Глава 24 Любовь и Жертва
Время шло, а Мария Александровна, запершись в своем будуаре за чтением книг, казалось совсем позабыла о муже. Даже попросила слуг приносить ей еду в комнату, чтобы не сидеть с ним за одним столом. Как уже догадался Петр, та совместная поездка к теще Софье Николаевне на Масленицу была исключительно спектаклем, чтобы не растревожить маман своими семейными неурядицами и показать ей, что между ними все хорошо и гладко. На предложение поехать вдвоем в Италию Мари ответила отказом.

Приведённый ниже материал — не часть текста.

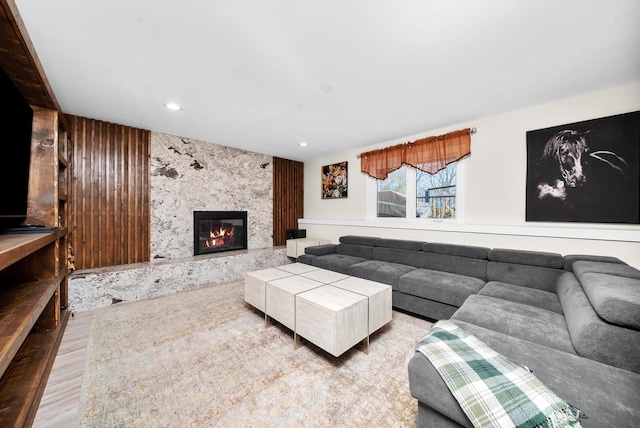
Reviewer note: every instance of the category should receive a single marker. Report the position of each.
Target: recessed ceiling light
(326, 87)
(173, 106)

Начался Великий пост и Петр Павлович в терпении и смирении перед женой дожидался его окончания. Он надеялся, что с наступлением Пасхи, а перед ней – Прощенного воскресенья, Мария простит его и все между ними уладится. Чужие люди в этот праздник христосуются, так неужели его суженная, его жена перед Богом и людьми откажет ему в этом…
Наконец, Прощенное воскресенье наступило и Петр, послав жене корзину с наилучшими цветами, что были тогда в Петербурге, осмелился попросить у Марии прощения. Он надел новую синюю тройку с красивым галстуком, рубашку, манжеты которой украшали поблескивающие золотые запонки от Картье, все указывало на важность момента. С волнением в сердце Кулябицкий постучал в дверь будуара жены. Заслышав ее шаги, Петр Павлович заволновался еще больше, чем в день их венчания. Дверь открылась и он увидел ее впервые после той поездки к теще на Масличной неделе. Его поразила произошедшая с Мари перемена, будто не месяц прошел, а гораздо больший срок. Из тоненькой девушки, с вечно опущенными ресницами, она превратилась в молодую женщину, смотрящую смело, прямо ему в глаза. Прекрасную, возможно, даже красивее, чем была, но женщину, ничего не имеющую общего с той его Белой Лилией. От этого неожиданного открытия Петр стал смелее и стоя на пороге комнаты жены, не в силах оторвать от нее взгляда, произнес:
– Мария Александровна, нам надо объясниться. Но вначале я попрошу у Вас прощения, как и положено сегодня в этот день. Простите меня!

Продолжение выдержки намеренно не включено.